Мать нашла пристанище в крохотном сарайчике для кур с земляным полом, попросту курятнике, который, по доброте душевной и за недорогую цену, сдал ей тщедушный говорливый бухарский еврей по имени Исаак. Он был обладателем однокомнатного белого домика, куцего огорода, толстенной, молчаливой, словно немой, жены Иофы и крошечного дитяти Якова, всегда почему-то бывшего по уши в говне.
Исаак, как и надлежит ученому еврею, всех и обо всем выспрашивал.

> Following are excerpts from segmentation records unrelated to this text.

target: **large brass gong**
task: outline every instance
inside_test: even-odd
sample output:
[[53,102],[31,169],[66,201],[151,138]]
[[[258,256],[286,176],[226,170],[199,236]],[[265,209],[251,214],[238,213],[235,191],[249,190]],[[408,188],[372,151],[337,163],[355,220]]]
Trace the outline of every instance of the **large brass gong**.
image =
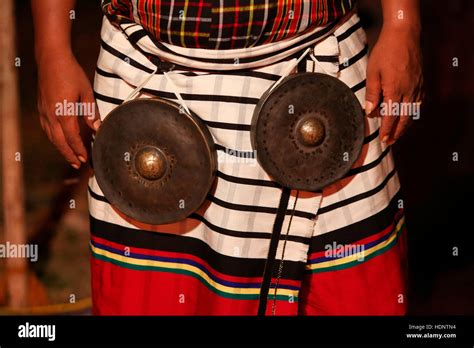
[[358,158],[364,115],[352,90],[337,78],[299,73],[263,95],[251,131],[267,174],[282,186],[318,191],[342,178]]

В этом случае, думаю, без инициативы НКВД, просто из генетического любопытства. Где папа, за что его арестовали, сколько лет мама замужем, почему я такая худющая, ем ли фрукты, сколько суток ехала от Москвы, душно ли в вагоне, что везли проводники, подсел ли кто по пути, была ли в Мавзолее, что можно купить в московских магазинах, видела ли Сталина?..
Мама, чтобы жить, давала уроки танца в каком-то клубе. Показала танец четырех лебедей. Ее опыт в немых узбекских фильмах пригодился. В вольной жизни она танцу не училась, но часто посещала спектакли Большого и что-то запомнила. Малолетний брат уже начал ходить и стал совсем похож на карликового казахченка. Тюбетейка шла к его чернявому лицу. Мухи, захватившие город Чимкент в полон, доставляли ему нестерпимые неудобства. И он мокрым полотенцем вершил смертную расправу, каждый раз роняя на земляной пол с невысокой полки жестяную кружку с зубными принадлежностями. Трехметровое помещение не располагало к подобным баталиям.
Я ходила с матерью отмечаться в отделение милиции, куда ей надлежало являться два раза в месяц. Она должна была быть на глазах блюстителей порядка. Неровен час, убежит.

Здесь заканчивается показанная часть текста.